Where are the new MAI models available?
GA April 2-5 on Copilot, Bing, PPT, Foundry, Teams. Formerly Azure AI Studio, now Foundry. Competes with Google, OpenAI mid-size models.
Why is Microsoft building its own AI models?
To reduce reliance on OpenAI post-partnership revisions. New stack includes MAI models for marketing, enterprise. Emphasizes cost-effective, proprietary tech.
How do MAI models undercut rivals?
Priced lower with strong performance like Arena #3 and fast transcription. Three models target speech-to-text, voice gen, images. Part of strategy for compute limits.
What is the rollout timeline for MAI models?
Launching April 2, 2026, via Microsoft Foundry. Includes Transcribe-1, Voice-1, Image-2. Signals Microsoft's AI independence push.

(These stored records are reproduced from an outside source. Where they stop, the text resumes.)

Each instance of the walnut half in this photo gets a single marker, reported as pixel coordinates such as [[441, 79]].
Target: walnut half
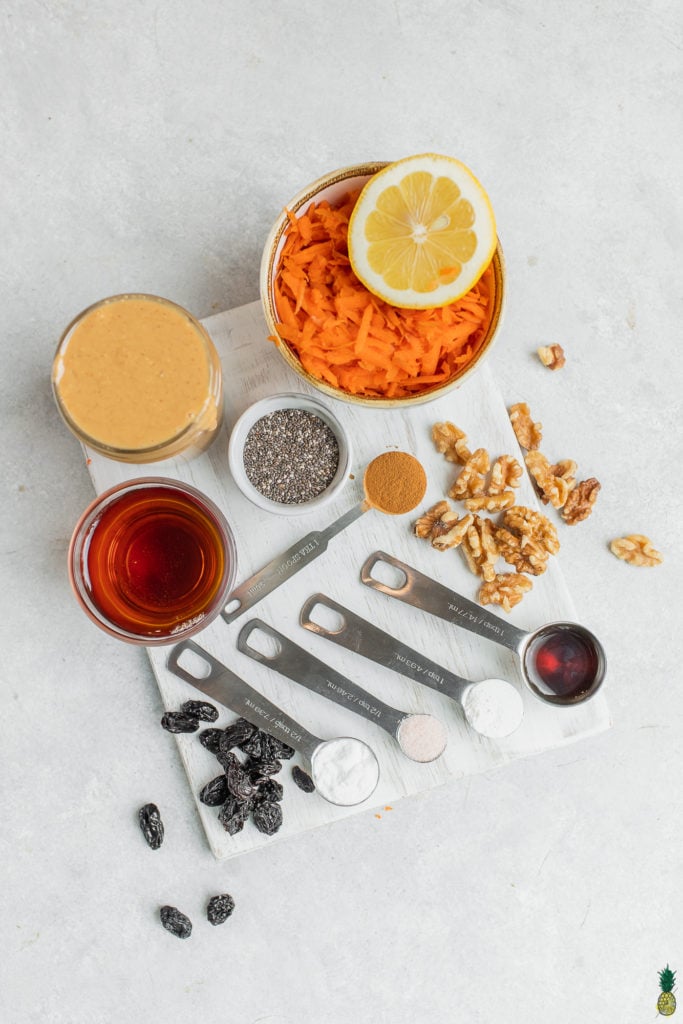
[[636, 550]]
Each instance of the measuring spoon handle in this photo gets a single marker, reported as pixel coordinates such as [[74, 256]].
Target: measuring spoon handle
[[222, 685], [364, 638], [425, 593], [284, 566], [301, 667]]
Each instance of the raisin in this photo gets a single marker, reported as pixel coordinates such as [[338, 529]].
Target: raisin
[[239, 782], [270, 790], [215, 793], [152, 825], [226, 760], [232, 815], [219, 908], [237, 734], [177, 721], [211, 739], [302, 779], [175, 922], [267, 816], [200, 709], [275, 749]]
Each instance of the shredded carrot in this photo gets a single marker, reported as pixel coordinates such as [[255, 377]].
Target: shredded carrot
[[346, 336]]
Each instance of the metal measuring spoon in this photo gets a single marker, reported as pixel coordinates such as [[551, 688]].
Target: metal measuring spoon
[[345, 770], [562, 663], [493, 707], [283, 567], [421, 737]]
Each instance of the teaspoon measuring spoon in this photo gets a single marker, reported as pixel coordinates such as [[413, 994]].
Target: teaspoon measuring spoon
[[562, 663], [421, 737], [345, 770], [283, 567], [478, 700]]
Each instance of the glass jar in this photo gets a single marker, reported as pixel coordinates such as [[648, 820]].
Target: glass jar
[[137, 379]]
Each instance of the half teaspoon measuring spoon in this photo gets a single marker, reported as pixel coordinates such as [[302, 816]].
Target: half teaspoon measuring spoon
[[493, 707], [345, 770], [562, 663], [392, 494], [421, 737]]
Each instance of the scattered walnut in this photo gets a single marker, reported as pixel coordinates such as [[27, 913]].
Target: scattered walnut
[[479, 548], [532, 525], [528, 433], [636, 549], [424, 525], [525, 553], [451, 441], [453, 537], [552, 356], [551, 488], [491, 503], [472, 476], [506, 472], [581, 501], [506, 589]]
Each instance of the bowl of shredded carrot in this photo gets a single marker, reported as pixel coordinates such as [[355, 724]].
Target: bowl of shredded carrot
[[344, 340]]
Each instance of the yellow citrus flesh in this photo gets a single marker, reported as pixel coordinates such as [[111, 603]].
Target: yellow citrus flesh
[[422, 231]]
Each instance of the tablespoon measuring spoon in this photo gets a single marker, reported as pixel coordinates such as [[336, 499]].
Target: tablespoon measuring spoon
[[562, 664], [345, 770], [406, 492], [493, 707], [421, 737]]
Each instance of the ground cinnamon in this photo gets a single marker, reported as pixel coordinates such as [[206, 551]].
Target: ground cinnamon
[[394, 482]]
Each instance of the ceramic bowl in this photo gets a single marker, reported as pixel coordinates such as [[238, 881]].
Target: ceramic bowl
[[332, 187], [270, 404]]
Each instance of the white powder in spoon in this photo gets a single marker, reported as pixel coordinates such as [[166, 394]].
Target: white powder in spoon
[[421, 737], [494, 708], [345, 770]]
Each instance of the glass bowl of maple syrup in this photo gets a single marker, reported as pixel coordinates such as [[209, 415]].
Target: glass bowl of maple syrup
[[152, 561]]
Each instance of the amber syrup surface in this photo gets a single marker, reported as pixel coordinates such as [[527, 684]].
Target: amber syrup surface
[[156, 560], [564, 663]]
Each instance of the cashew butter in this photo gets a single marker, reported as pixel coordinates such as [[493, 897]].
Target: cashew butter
[[137, 379]]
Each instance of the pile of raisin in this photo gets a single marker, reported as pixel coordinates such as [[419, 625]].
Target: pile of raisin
[[249, 759]]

How do MAI models integrate with Microsoft products?
Roll to Copilot, Bing, PowerPoint, Teams, Foundry. Human-centered design for transcription, voice, images. Reduces OpenAI dependency while maintaining partnership.
Arena #3 (2x speed, ~$0.034/img); Transcribe-1 (3.88% WER, 25 langs); Voice-1 TTS; GA Apr 2-5 for Copilot/Bing/PPT/Foundry/Teams; Suleyman-led in-house multimodal push to reduce OpenAI dependence.